In this blog, we have already discussed and what gradient boosting is. However, for a brief recap, gradient boosting improves model performance by first developing an initial model called the base learner using whatever algorithm of your choice (linear, tree, etc.).
What follows next is that gradient boosting looks at the error in the first model and develops a second model using what is called the loss function. The loss function calculates the difference between the current accuracy and the desired prediction whether it’s accuracy for classification or error in regression.
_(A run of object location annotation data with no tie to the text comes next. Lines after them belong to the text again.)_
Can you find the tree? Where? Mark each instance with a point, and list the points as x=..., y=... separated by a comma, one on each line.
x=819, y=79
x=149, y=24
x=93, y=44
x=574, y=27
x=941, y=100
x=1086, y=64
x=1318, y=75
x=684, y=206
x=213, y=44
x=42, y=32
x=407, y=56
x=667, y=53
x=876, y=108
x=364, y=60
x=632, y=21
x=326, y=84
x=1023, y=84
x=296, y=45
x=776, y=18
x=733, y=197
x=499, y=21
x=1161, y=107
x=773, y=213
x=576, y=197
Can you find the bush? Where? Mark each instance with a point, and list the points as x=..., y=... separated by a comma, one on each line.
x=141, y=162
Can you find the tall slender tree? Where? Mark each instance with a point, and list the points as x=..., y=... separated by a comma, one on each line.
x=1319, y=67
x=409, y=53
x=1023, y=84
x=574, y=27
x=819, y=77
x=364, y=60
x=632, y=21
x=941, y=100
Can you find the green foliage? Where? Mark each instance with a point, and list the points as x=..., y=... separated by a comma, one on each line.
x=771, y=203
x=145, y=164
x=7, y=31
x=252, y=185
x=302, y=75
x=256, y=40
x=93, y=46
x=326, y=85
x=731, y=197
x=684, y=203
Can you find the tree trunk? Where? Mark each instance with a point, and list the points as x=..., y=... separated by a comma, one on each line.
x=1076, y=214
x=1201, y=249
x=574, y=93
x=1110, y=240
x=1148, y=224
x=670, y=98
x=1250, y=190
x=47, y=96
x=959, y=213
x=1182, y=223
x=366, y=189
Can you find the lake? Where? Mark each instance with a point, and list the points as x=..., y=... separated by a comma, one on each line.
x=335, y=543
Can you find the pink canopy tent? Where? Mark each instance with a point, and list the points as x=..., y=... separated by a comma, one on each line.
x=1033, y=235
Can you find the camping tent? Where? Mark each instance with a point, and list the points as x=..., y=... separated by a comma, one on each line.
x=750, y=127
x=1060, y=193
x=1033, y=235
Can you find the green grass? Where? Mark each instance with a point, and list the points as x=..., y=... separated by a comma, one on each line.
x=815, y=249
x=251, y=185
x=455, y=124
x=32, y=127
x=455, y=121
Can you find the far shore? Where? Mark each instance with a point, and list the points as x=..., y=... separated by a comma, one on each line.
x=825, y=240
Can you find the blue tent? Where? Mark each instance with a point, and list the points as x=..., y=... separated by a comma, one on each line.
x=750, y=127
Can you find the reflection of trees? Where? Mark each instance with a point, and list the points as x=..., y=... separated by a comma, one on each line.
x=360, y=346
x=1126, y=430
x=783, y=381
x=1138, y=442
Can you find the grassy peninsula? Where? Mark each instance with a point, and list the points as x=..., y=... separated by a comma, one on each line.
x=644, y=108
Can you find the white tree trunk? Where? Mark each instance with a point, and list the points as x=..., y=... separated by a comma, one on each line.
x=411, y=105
This process is repeated with the creation of additional models until a certain level of accuracy or reduction in error is attained.
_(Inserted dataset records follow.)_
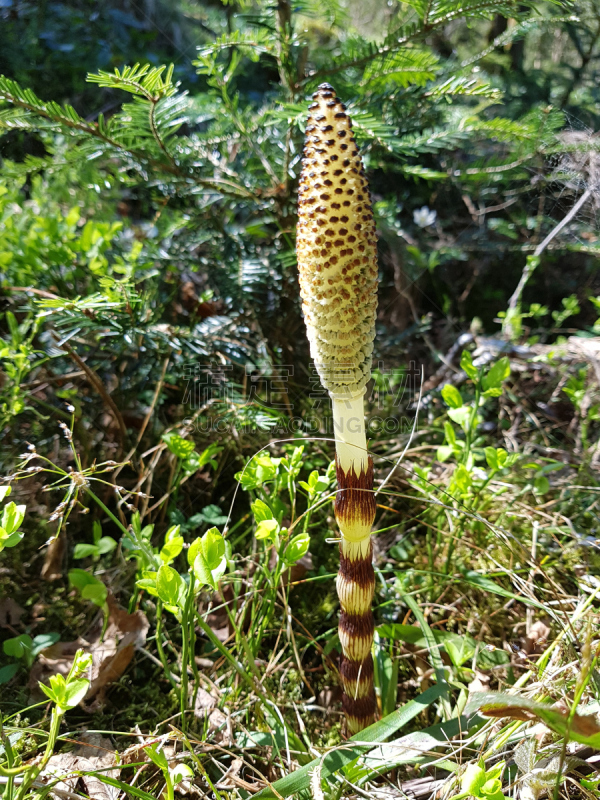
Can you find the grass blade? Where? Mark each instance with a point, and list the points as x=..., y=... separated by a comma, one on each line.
x=364, y=741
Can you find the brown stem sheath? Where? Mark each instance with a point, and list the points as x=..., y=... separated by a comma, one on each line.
x=354, y=509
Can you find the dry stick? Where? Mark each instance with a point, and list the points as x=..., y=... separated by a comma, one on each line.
x=100, y=388
x=515, y=300
x=337, y=261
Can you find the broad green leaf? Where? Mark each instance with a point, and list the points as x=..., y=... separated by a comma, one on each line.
x=267, y=529
x=461, y=416
x=193, y=550
x=580, y=728
x=261, y=511
x=84, y=550
x=157, y=756
x=444, y=452
x=106, y=544
x=452, y=396
x=202, y=571
x=466, y=364
x=449, y=433
x=296, y=549
x=170, y=586
x=8, y=672
x=491, y=456
x=213, y=548
x=180, y=447
x=498, y=373
x=12, y=517
x=75, y=692
x=357, y=745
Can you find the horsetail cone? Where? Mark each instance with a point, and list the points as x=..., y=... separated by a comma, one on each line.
x=337, y=261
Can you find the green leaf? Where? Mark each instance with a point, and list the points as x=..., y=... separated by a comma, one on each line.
x=106, y=544
x=84, y=550
x=202, y=571
x=157, y=756
x=452, y=397
x=75, y=692
x=580, y=728
x=170, y=586
x=498, y=373
x=179, y=446
x=213, y=548
x=462, y=416
x=8, y=672
x=261, y=511
x=335, y=760
x=91, y=588
x=267, y=529
x=449, y=433
x=444, y=452
x=462, y=478
x=12, y=517
x=491, y=456
x=296, y=549
x=466, y=364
This post what provide an example of the use of gradient boosting in random forest classification. Specifically, we will try to predict a person’s labor participation based on several independent variables.
library(randomForest);library(gbm);library(caret);library(Ecdat)
data("Participation")
str(Participation)
## 'data.frame': 872 obs. of 7 variables:
## $ lfp : Factor w/ 2 levels "no","yes": 1 2 1 1 1 2 1 2 1 1 ...
## $ lnnlinc: num 10.8 10.5 11 11.1 11.1 ...
## $ age : num 3 4.5 4.6 3.1 4.4 4.2 5.1 3.2 3.9 4.3 ...
## $ educ : num 8 8 9 11 12 12 8 8 12 11 ...
## $ nyc : num 1 0 0 2 0 0 0 0 0 0 ...
## $ noc : num 1 1 0 0 2 1 0 2 0 2 ...
## $ foreign: Factor w/ 2 levels "no","yes": 1 1 1 1 1 1 1 1 1 1 ...
Data Preparation
We need to transform the ‘age’ variable by multiplying by ten so that the ages are realistic. In addition, we need to convert “lnnlinc” from the log of salary to regular salary. Below is the code to transform these two variables.
Participation$age<-10*Participation$age #normal age
Participation$lnnlinc<-exp(Participation$lnnlinc) #actual income not log
We can now create our train and test datasets
set.seed(502)
ind=sample(2,nrow(Participation),replace=T,prob=c(.7,.3))
train<-Participation[ind==1,]
test<-Participation[ind==2,]
We now need to create our grid and control. The grid allows us to create several different models with various parameter settings. This is important in determining what is the most appropriate model which is always determined by comparing. We are using random forest so we need to set the number of trees we desire, the depth of the trees, the shrinkage which controls the influence of each tree, and the minimum number of observations in a node. The control will allow us to set the cross-validation. Below is the code for the creation of the grid and control.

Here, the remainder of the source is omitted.